No que respeita às compensações e indemnizações, a directora-adjunta da Abt Associates referiu que foi, recentemente, realizada uma reunião para discutir futuras mudanças, mas as decisões que foram tomadas na mesma ainda não foram comunicadas aos colaboradores.

“Há duas semanas, a liderança sénior da Abt Associates realizou uma reunião de todo o seu pessoal em Moçambique para comunicar formalmente a futura mudança nas práticas de indemnização. Não há alteração na nossa actual política de compensações. Antes desta reunião, a liderança do ECHO realizou reuniões internas e confidenciais para discutir as futuras mudanças; no entanto, esta informação foi inapropriadamente difundida para todos os funcionários. Portanto, é possível que tenha ocorrido um desalinhamento quando o pessoal ouviu informações não oficiais e parciais através de canais paralelos, antes que a liderança estivesse pronta para divulgar totalmente o plano”.

Prosseguindo, Etelvina Mbalane defendeu Júlio Pacca com unhas e garras, referindo que o mesmo tem tido uma liderança excepcional, visto que não há provas de mau ambiente no principal programa clínico da Agência dos Estados Unidos para o Desenvolvimento Internacional (USAID) no país.

“A Abt Associates oferece vários canais para que a equipe expresse preocupações e feedback, incluindo vários números de telefone e endereços de e-mail.
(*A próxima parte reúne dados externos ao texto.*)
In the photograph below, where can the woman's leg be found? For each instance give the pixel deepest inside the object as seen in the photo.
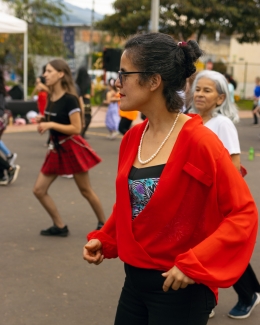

Mantemos políticas e práticas rigorosas de privacidade, confidencialidade e anti-retaliação. Todas as preocupações reportadas por meio desses canais são levadas muito a sério e minuciosamente investigadas. Até hoje, não recebemos quaisquer queixas credíveis sobre a liderança do ECHO, nem descobrimos quaisquer provas de um ambiente de trabalho pouco positivo. De facto, o ECHO e o Sr. Pacca demonstraram uma liderança excepcional. O projecto ECHO tem sido um sucesso retumbante em todos os aspectos desde o seu início em 2019. O número de pessoas que vivem com o HIV que recebem tratamento que salva vidas aumentou de 209.000 para mais de 400.000 em apenas quatro anos, no âmbito do projecto ECHO…”, concluiu Mbalane.